А вместо этого оба мы, Михаил Гоц и я, совершенно позабыв об утилитарной стороне дела, ввязались в бесконечный и жаркий (типичный русско-интеллигентский) спор о высших миросозерцательных проблемах. Изрядная доля вины падала на меня: являясь жертвой собственного боевого темперамента, я принялся так штурмовать Кантовскую «вещь в себе», что сразу сплотил против себя «единый фронт неокантианцев» и потом долго пытался его разбить, пользуясь разнобоем между его подгруппами. Так проспорили мы целый день, а за ним почти целую ночь; утром же нам надо было спешить на пароходную пристань и мы «доспоривали» в пути охрипшими голосами. Уже с парохода были сняты мостки, уже, бурля водой, заработали колеса и расстояние между нами стало расширяться, а к берегу с парохода и от берега к нему всё еще пролетали последние ракеты-снаряды философских аргументов, как будто они могли перерешить судьбу вопросов, свитых в Гордиев узел веками ученых дебатеров…
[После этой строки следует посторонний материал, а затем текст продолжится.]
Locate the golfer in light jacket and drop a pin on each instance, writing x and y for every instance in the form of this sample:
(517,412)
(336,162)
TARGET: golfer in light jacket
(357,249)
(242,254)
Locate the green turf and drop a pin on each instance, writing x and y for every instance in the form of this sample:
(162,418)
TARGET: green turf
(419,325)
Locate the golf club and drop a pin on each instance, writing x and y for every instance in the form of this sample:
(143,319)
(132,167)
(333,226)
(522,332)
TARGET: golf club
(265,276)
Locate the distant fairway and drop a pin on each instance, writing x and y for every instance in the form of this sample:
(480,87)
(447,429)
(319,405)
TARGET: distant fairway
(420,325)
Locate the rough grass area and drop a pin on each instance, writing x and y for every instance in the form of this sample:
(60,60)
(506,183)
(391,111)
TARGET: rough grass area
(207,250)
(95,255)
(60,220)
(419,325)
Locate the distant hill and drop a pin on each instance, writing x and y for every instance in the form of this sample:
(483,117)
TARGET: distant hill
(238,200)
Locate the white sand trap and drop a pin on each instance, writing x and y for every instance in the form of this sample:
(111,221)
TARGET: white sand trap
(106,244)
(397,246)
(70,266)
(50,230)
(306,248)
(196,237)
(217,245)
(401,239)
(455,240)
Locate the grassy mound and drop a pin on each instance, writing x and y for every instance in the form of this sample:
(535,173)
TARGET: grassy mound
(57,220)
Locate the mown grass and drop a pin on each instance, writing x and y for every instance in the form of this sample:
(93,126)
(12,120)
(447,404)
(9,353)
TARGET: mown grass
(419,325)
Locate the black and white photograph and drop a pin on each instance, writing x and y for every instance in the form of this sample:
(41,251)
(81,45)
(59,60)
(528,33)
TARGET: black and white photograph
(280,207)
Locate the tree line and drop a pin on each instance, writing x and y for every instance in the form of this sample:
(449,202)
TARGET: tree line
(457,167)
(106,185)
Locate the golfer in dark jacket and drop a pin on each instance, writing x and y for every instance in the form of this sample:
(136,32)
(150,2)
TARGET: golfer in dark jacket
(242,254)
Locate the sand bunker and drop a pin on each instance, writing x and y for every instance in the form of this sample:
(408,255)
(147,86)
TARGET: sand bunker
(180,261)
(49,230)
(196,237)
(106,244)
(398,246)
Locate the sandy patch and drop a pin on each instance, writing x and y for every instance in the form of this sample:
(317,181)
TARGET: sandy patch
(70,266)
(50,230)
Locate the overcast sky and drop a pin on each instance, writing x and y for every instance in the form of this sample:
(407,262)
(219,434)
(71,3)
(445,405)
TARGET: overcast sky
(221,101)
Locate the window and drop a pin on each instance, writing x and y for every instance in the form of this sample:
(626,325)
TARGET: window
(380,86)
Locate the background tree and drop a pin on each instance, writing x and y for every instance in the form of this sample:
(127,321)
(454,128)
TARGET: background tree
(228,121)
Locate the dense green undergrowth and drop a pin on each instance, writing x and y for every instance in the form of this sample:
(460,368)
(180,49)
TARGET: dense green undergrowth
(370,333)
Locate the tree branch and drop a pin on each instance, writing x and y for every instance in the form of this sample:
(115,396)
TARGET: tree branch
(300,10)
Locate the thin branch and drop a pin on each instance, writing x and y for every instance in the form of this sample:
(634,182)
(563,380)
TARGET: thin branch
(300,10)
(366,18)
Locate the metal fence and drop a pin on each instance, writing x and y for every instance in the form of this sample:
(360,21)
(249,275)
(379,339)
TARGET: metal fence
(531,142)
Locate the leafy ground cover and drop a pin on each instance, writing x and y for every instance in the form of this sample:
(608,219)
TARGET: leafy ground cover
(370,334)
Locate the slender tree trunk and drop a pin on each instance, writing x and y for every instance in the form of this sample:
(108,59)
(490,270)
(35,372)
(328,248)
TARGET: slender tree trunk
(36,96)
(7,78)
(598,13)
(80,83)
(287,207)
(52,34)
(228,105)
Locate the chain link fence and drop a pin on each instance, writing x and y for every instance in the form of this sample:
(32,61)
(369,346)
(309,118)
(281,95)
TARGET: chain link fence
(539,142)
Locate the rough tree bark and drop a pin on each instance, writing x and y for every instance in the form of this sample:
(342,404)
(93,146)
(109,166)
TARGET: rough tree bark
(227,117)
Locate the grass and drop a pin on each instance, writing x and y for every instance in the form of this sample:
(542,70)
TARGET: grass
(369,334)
Из Галле-Гейдельбергского кружка к нам тот или другой из его состава время от времени приезжал в Швейцарию. Авксентьеву мы даже поручили написать в наш специальный листок, посвященный делу Плеве, передовицу, и он с этой задачей хорошо справился.
Он играл в кружке «первую скрипку» и относился к этому своему положению очень ревниво: можно было предвидеть, что именно в нем более, чем в другом, будет говорить самая чувствительная сторона завзятого политика: эрос власти. Самым равнодушным к страстям земли был Дмитрий Гавронский: он чувствовал себя, как рыба в воде, в сфере абстракций. Все его очень любили, но в шутку держали пари, что перед ним можно поставить ребром любой самый конкретный жизненный вопрос, — и он, начав рассуждать о нем, всё равно через полчаса окажется в заоблачных высях, где в разреженной атмосфере отвлеченностей становится уже трудно дышать.
Илья Фондаминский, уступая Авксентьеву в холодной логической силе аргументации, имел свое преимущество: восторженный стиль, всегда согретый отзвуками интимной искренности. Мне приходилось иногда проводить параллель между нашими «германо-эсеровским» выводком и кружком старых славянофилов, и тогда я Илью Фондаминского называл их вдохновенно-прекраснодушным Константином Аксаковым; Авксентьева же — их острым, хроническим Хомяковым.
Что касается Абрама Гоца, то у него не было той ораторской одаренности, того внешнего блеска, которые бросались в глаза у этих двух «первоцветов» кружка. Зато у него чувствовалась сосредоточенная энергия убежденности; его духовный напор на товарищей был очень велик, и ткань его аргументации отличалась полнотой и добротностью. Абрам Гоц в нашей среде первый почувствовал себя совершенно своим, и мы считали его более всего «нашим» во всём кружке.
Он не только идейно, но и действенно был связан с партией с самого начала ее зарождения. В качестве ученика жены А. А. Аргунова, он добился от нее знака высшего доверия: после гибели томской типографии Северного Союза С.-Р., ему были ею вручены дубликаты статей, предназначенных для № 3 (и частью для след. № 4) «Революционной России», и он их привез заграницу.
Неудивительно, что мысли Михаила Гоца в трудную для партии минуту обратились к «германо-эсеровскому» кружку. Это было после разгрома центрального саратовского кружка, которому по соглашению более крупных местных с.-р. организаций, было поручено временно исполнять функции Центрального Комитета новооснованной партии, и арестов в ряде городов.